My girlfriend and I each have a mac in our home LAN.

I would like to enable iChat to work seamlessly on both our computers.

Obviously, however, NAT port mapping can only redirect certain ports to one computer at a time.
Is there a way to set iChat to use different non-default ports on one of the computers so that we may both use iChat?

While I am at it, I also would like to know where the port for Apple Remote Desktop is defined, so that I can also set it to a non-default value. I often remote to home from work, and having port 5900 open (default port for vnc) strikes me as not overly secure. I would like to change it to something else.

Thanks for any advice.


----------



## bobw (Jan 29, 2007)

I doubt you can change the ports for iChat as it uses AOL servers.

ARD uses UDP port #3283


----------



## khehr (Jan 29, 2007)

Under the preferneces of iChat there is a server settings tab, and you can chage the port there.
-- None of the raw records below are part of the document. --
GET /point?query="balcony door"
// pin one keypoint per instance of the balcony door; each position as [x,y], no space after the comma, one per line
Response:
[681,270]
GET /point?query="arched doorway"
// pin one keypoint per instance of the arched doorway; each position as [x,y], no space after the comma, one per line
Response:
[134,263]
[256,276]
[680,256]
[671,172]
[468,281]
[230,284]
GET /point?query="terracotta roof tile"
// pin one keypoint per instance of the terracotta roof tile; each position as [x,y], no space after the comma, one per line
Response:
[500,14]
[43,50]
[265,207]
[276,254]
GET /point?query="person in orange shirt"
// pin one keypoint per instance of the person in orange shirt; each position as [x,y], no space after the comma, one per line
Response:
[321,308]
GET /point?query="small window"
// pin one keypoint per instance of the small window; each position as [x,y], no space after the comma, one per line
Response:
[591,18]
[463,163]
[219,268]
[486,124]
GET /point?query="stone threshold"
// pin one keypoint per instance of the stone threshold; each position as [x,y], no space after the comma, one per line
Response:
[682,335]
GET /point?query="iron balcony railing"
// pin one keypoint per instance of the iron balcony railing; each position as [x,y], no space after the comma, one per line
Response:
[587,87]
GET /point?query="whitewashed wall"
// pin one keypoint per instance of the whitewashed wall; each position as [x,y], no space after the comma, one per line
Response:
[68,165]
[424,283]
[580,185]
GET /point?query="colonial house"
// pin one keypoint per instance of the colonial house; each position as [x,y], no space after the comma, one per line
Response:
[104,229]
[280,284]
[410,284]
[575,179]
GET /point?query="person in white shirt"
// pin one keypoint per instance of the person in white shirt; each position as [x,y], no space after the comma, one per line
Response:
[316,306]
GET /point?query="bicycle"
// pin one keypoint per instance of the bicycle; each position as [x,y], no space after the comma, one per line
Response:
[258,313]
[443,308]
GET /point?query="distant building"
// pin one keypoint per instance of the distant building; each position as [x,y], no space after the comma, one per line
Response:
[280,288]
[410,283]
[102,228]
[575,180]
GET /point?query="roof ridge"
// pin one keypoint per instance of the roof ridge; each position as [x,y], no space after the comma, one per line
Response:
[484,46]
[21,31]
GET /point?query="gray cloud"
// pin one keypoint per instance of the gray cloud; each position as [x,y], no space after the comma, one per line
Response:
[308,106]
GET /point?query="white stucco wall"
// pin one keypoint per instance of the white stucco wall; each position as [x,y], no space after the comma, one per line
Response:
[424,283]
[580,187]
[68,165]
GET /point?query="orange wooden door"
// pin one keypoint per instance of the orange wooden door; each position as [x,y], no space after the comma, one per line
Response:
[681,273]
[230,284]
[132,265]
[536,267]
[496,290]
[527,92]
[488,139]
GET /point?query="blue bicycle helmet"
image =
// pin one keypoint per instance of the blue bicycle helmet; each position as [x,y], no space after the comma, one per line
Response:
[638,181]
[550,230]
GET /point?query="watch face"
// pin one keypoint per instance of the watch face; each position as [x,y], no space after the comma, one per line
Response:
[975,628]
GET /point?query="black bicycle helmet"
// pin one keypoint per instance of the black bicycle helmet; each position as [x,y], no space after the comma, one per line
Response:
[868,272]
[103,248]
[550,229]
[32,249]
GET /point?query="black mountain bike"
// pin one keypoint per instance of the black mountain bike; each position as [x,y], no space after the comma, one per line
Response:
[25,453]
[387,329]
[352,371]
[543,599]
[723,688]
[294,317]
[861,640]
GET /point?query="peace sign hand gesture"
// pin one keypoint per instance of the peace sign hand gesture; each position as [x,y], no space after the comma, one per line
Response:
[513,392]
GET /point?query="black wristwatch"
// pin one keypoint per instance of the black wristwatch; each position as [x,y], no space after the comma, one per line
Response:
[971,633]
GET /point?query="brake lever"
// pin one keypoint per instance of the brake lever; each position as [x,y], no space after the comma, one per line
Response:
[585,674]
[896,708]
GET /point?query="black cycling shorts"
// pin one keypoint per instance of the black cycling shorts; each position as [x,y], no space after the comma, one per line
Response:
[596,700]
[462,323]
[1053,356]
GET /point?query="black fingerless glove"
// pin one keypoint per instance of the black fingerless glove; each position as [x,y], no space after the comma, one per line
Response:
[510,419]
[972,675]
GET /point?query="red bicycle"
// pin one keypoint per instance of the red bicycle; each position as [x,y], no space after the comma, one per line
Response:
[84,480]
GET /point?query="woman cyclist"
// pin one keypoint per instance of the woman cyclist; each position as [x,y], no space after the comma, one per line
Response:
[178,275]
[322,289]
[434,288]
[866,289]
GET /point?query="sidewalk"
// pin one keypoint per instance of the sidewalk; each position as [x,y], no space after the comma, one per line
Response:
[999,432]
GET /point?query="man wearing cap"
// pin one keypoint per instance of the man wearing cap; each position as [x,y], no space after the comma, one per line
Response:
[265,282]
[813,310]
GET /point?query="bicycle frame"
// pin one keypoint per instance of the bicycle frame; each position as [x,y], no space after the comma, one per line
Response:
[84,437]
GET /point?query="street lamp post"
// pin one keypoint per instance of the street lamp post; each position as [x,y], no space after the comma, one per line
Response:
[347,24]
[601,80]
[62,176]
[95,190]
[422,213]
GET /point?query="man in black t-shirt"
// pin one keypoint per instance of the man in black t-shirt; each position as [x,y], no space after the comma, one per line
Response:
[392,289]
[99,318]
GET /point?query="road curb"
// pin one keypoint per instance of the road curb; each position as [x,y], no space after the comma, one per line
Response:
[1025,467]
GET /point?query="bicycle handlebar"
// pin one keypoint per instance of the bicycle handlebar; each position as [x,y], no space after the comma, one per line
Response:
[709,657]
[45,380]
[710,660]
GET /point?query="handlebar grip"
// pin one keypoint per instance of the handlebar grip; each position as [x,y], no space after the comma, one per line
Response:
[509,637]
Might help, I know it helps getting around firewalls at work, I mean........ Have you tried both chatting?  I have changed nothing on my set up at home and both my wife and I can be chatting at the same time, in fact during our fantasy football draft we had 3 chatting on different machines at the same time.


----------



## Giaguara (Jan 30, 2007)

You can still both chat even when you don't change the ports. I assume you are using different accounts so there should not be problems using different accounts in same subnet on same time.
A living proof would be the house here... usually 6 people logged in, and the poor router does all the dirty work. Also the issues that have been ever on with AV parts of chat can have usually been limited to the other side of chat (so whomever anyone was chatting with).


----------



## Satcomer (Jan 30, 2007)

If you want to do networking on/to OS X then check out Apple's Using iChat AV with a firewall or NAT router and "Well Known" TCP and UDP Ports Used By Apple Software Products.


----------



## asinclair (Jan 30, 2007)

Thanks for all your replies.

I guess I just have to hope that the router will be able to figure things out.

Honestly, my girlfriend has not yet expressed any interest in iChat, and she is not in the least an IM user of any protocol. She used to have AIM on her PC, which she'd set up at her dad's request, and the first thing she would do whenever she used her pc was close down the application.

I am hoping to 'convert' her into iChat, as it would be a nice way to stay in touch during my travels. I will try to test our setup with a simultaneous AV call with my family, and will post a follow-up here, just to let you guys know how it went.


----------